The Radnor Arms – Talgarth
Talgarth has a long history and some of that history is reflected in its buildings, many of which have interesting stories to reveaL
One of these is the house known as The Radnor Arms, which, as the name suggests, was once a public house. When, the railway was a feature of the town in the 19th and 20th centuries, with its marshaling yards and nearby brew house, the Radnor Arms was a favourite haunt for many. However, studies of archive material at Aberystwyth show that a ‘Hall House’ once stood on the site in the early 14th century. As a ‘Hall House’ the property would have belonged to a local squire or dignitary.
It is believed that the door which is now at the rear of the property, is the original front door of the Hall House.
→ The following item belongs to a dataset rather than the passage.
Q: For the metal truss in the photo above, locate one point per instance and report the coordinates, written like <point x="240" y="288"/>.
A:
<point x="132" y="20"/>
Indeed, what is now the rear of the house was in fact the front of the Hall House. The fire place in the main room of the house is also thought to be original.
In what is now the rear garden, there is a ‘mounting stone’, a large stone which was used to assist people mounting and dismounting their horses as they arrived or departed the Hall House. Some of the original cobbled yard is also clearly visible in the garden.
The internal wall dividing the main room from an adjoining living room is wooden and believed to have been taken from timbers of a galleon of the sixteenth or seventeenth centuries. The Old Radnor Barn, a private residence offering high quality B&B ,which stands to the rear of The Radnor Arms, would once have been the main barn to the Hall House.